Yields 1 1/2 cups frosting (enough for 14-16 cupcakes)


  • 2 avocados, pitted
  • 1/2 cup cocoa powder 
  • 1/2 cup honey or vegan sweeter such as coconut or agave nectar
  • 2 tablespoons coconut oil
  • 3-4 squares dark chocolate, melted 
  • Optional: 1 scoop protein powder


  1. Remove the pits of your avocado and scoop the meat out with a spoon
  2. Add in all other ingredients and blend until you have a thick, creamy frosting!

The cupcakes are really simply to make. They are fluffy and beautiful and the taste is on POINT. Not overly sweet and actually filling for a cupcake! The icing is something I cannot describe. You just have to try it and then TRY not to eat it by the spoonful.

Just try!

I was really happy with the result! REALLY happy. I forced my mom to taste test and we were both giddy with excitement! MMM...mmmmm....MMMM!!!!
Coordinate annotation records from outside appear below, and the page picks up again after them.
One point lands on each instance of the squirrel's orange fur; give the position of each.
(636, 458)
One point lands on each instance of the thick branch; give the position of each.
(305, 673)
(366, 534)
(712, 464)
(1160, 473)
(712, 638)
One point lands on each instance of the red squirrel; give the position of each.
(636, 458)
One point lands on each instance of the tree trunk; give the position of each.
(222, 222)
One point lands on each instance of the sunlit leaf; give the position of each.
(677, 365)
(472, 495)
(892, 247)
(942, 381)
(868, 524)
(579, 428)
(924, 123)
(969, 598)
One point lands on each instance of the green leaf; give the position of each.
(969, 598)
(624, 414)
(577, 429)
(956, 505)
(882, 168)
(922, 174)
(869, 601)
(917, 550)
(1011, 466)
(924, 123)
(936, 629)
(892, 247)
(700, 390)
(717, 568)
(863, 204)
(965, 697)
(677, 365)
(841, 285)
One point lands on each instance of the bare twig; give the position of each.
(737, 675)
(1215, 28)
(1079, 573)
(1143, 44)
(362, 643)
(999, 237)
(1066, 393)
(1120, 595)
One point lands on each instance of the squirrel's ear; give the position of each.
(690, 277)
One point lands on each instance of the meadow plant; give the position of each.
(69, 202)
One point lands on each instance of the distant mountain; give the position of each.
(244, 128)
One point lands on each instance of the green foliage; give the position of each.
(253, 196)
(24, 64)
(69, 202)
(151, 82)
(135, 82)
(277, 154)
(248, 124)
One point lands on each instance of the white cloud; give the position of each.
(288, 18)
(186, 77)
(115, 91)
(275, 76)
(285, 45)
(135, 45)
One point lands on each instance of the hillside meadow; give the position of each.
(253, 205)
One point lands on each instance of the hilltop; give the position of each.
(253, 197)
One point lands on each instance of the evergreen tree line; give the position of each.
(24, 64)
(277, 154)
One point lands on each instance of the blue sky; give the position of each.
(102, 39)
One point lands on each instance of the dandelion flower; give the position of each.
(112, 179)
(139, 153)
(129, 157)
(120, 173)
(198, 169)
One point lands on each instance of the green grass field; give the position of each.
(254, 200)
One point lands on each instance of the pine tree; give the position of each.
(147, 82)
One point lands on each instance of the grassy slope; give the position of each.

The icing pipes so well! I love the little swirl action happening on top!!

The sprig of mint (Sorted Food style!) inspired a white chocolate drizzle that I added mint flavour too-- but it's probably easier to flavour the frosting mint if the mint-chocolate flavour combination is what your after! I'll do that next time, for sure.

Always do what you want when it comes to cupcakes! Toppings? Yes! Or no! Fillings? Sure, why not! The potential variations are endless!

Mint + chocolate = heaven to me. But I left some without too! And added other things like sprinkles and chocolate chips for fun!

If you're not drooling now, then more power to ya! But look at the inside of this cupcake:

Do the world and everyone you know a favour and give this recipe a try. Or come on over to my place where you will find me eating these until the end of time. I was so taken aback by how delicious these were I sat in my room eating one rolling my head around in disbelief muttering "HOW. HOW ARE THESE SO GOOD?!"

Also because I made so many, I put them in the fridge to prolong their little lives and the icing turned into this cold, creamy fudge-like concoction...I can't even handle it. The healthy fats and protein in these make it impossible to over-eat...but I do wish I could have 2...or 3. 

These cupcakes are Sirius. Sirius as in Black but also as in these are SERIOUS YOU GUYS! 

Bon Appetit! 



  1. these look amazing and so chocolatey!

    1. thank you Dina!!! They are SO SO SO CHOCOLATEY. No one would know the secret sneaky healthy ingredients!